Así de sencillas son las cosas grandes...

¿Mensaje? Al hermano se le ama por sí mismo, no con la “excusa” de hacer algo por Cristo, vaciándolo así de valor en sí mismo, o –peor aún- simplemente porque está mandado... ¡Todo hombre es un hijo de Dios, Padre de todos! En consecuencia, para Cristo (Dios) el hermano es tan válido que considerará hecho a Él lo que hagamos (o no) a los demás, comenzando por los “pequeños”, los menos importantes. Cristo (Dios) es el defensor, abogado, manifestador del valor intrínseco de todo hombre, del amor que merece por sí mismo, por pequeño que sea, y aunque quien obre con amor no posea la fe en el Señor. Efectivamente, en la escena los “benditos del Padre” no han actuado por motivos religiosos, sino simplemente por compasión humana, como el samaritano de la parábola (Lc 10, 25-37). Es el cumplimiento de cuanto ya había dicho en otra ocasión, hablando de los discípulos: “Quien a vosotros recibe, a mí me recibe” (Mt 10, 40); y a propósito de los niños: “Quien recibe a unos de estos pequeños en mi nombre, a mí me recibe” (Mt 18, 5); y aquella otra sentencia más general: “Con la medida que midiereis a los demás, Dios os medirá a vosotros” (Mt 7, 2); y las palabras dirigidas a Pablo: “Saulo, Saulo, ¿por qué me persigues?” (He 9, 4-5). Juan, escribiendo a sus cristianos dirá: “Quien no ama a su hermano, a quien ve, no puede amar a Dios a quien no ve” (lJn 4, 20-21). Y el mismo Cristo dijo que Dios incluso deshecha la liturgia –acto supremo de fe- si no hay antes reconciliación con el hermano (Mt 5, 23-24).

En fin, lo importante no será el juicio final sino el de hoy; la sentencia final la estamos escribiendo día tras día. Al final no habrá sorpresas, ya estará todo hecho, decidido, porque el momento decisivo no será entonces, sino hoy. En este sentido hay que entender las palabras de nuestros maestros de espíritu: “Al atardecer de la vida / te examinarán del amor” (San Juan de la Cruz); “Al final de la vida / sólo me dirán: / ¿Has amado? / Y yo no diré nada; / abriré / mis manos vacías / y el corazón / lleno de nombres” (A. De La Torre).

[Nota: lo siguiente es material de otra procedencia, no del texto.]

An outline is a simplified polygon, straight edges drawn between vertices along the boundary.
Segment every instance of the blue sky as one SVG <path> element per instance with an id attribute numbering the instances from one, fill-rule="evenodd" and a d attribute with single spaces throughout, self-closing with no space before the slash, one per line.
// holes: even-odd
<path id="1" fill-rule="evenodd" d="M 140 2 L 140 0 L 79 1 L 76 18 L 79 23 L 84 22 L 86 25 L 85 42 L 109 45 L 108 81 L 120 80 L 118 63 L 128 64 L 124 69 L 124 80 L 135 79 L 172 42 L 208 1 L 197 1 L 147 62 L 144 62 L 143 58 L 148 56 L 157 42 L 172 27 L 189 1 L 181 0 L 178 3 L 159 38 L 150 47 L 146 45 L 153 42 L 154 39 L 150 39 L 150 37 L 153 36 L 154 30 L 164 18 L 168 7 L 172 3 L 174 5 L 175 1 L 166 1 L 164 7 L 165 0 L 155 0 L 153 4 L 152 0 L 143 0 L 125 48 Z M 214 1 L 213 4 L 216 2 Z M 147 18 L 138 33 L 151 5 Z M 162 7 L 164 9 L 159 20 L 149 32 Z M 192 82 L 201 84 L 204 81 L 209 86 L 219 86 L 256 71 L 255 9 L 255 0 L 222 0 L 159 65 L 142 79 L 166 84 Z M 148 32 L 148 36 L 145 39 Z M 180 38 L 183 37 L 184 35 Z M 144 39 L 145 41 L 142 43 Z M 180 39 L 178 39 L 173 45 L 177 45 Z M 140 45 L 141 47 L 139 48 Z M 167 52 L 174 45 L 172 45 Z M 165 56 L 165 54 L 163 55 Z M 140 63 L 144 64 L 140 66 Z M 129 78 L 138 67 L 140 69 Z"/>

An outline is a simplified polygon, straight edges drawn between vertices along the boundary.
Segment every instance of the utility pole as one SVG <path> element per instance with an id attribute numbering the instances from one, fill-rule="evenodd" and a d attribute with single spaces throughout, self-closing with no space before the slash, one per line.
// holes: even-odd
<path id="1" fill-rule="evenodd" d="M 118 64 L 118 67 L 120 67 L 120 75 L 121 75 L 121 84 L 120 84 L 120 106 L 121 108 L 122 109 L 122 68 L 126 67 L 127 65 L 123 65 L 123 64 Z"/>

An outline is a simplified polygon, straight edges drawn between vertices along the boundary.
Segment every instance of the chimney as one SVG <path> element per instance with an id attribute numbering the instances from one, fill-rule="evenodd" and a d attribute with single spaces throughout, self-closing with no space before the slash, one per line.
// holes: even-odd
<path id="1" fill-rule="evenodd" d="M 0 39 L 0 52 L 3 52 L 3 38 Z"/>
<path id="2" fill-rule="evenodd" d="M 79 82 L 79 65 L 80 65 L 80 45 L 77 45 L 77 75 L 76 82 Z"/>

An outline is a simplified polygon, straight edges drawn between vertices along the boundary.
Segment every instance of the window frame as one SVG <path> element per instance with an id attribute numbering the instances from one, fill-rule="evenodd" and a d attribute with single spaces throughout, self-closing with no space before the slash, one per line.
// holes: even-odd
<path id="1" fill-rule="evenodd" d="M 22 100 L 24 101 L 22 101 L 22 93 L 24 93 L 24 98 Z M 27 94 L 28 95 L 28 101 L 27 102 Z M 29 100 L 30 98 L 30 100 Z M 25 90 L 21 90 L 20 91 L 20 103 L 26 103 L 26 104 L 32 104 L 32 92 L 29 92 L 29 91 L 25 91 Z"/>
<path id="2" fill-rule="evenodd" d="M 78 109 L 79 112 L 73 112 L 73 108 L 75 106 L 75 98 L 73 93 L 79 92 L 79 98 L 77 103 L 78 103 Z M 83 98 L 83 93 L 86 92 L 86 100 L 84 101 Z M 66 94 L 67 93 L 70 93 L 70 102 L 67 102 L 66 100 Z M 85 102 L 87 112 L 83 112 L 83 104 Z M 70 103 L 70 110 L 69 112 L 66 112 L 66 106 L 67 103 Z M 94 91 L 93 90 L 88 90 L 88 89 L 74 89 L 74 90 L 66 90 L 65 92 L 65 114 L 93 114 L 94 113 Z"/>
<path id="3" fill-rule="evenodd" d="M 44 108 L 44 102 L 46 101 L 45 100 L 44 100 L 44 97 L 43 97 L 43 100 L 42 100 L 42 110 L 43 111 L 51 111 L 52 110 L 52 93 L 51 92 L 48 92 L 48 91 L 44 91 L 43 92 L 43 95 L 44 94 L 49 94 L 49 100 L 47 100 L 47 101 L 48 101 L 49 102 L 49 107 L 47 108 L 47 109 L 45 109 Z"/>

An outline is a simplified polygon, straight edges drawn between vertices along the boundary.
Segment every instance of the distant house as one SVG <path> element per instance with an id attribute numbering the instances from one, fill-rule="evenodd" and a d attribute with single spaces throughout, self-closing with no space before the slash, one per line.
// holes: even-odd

“... Yo te bendigo, Padre, Señor del cielo y de la tierra, porque has ocultado estas cosas a sabios y entendidos, y se las has revelado a la gente sencilla. Sí, Padre, pues tal ha sido tu beneplácito...” (Mt 11, 25-26). “... Alaba mi alma la grandeza del Señor... porque ha puesto sus ojos en mi pequeñez...” (Lc 1, 46-48).